CKD is more frequent in men and male gender has been classically considered as a risk factor for CKD. In agreement with previous reports [8, 36, 37], our data show that the presence of haematuria was more frequent in men. However, we did not find differences on mean annual eGFR slope in HP patients according to gender. Thus, we found that the presence of HP increased the progression of eGFR in both men and women, but significant differences were not reported between genders. Haematuric males presented worse outcome than haematuric females in Alport syndrome, thin glomerular basement nephropathy, C3 glomerulopathy (such CFHR5 nephropathy) [36], and Fabry disease [38], whereas no significant differences were reported in IgAN [37]. Therefore new studies are necessary to address this issue.

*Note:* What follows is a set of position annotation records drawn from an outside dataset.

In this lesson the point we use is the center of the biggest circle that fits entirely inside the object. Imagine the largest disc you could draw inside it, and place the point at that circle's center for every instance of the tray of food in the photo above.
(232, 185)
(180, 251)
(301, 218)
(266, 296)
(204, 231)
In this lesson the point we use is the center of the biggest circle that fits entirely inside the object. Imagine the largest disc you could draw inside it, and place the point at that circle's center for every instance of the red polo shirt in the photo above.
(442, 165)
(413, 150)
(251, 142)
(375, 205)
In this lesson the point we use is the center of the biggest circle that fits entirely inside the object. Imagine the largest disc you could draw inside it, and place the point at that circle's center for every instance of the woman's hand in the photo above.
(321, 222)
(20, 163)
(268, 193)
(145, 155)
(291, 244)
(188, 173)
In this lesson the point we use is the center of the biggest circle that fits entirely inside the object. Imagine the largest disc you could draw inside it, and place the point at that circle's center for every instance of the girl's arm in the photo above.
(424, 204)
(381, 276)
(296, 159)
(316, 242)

It is important to note that the principal limitation of our study is that we could not analyze the effect of the intensity of haematuria on decline of renal function, ie, as a categorical variable quantifying the impact of its intensity. Haematuria was detected by dipstick in the major part of our patients, being unable to quantify the intensity of haematuria. Furthermore, although haematuria was confirmed by microscopic examination in all subjects, quantification of RBC in urine was not reported in a high number of patients. Another limitations of the study are that our results cannot be extrapolated to a more general population, such as patients with less renal damage (CKD stages 1–3), and the small sample size; therefore the results obtained in this study should be confirmed in new studies, with a higher sample size, to corroborate the negative effects of haematuria on progression of renal disease in patients with CKD.

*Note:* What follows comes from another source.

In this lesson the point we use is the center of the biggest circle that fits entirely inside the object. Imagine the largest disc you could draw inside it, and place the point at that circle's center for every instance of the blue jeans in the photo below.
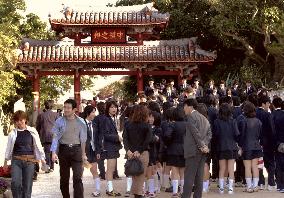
(22, 178)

In conclusion, advanced proteinuric CKD patients with haematuria progressed significantly faster to ESRD as compared with patients with proteinuria alone. Younger patients with high proteinuric levels seem to be more sensible to the effect of haematuria. Haematuria, in addition to proteinuria and high serum PTH levels were associated with renal function deterioration. For that reasons it seems mandatory to improve glomerular haematuria detection and the use of quantification techniques to identify patients at higher risk of CKD progression.
Data Availability
All relevant data are within the paper.
Funding Statement
This work was supported by grants from FIS (Programa Miguel Servet: CP10/00479, PI13/00802 and PI14/00883) and Spanish Society of Nephrology to Juan Antonio Moreno. Fundacion Lilly, FRIAT (Fundación Renal Iñigo Alvarez de Toledo) and ISCIII fund PI14/00386 to Jesus Egido.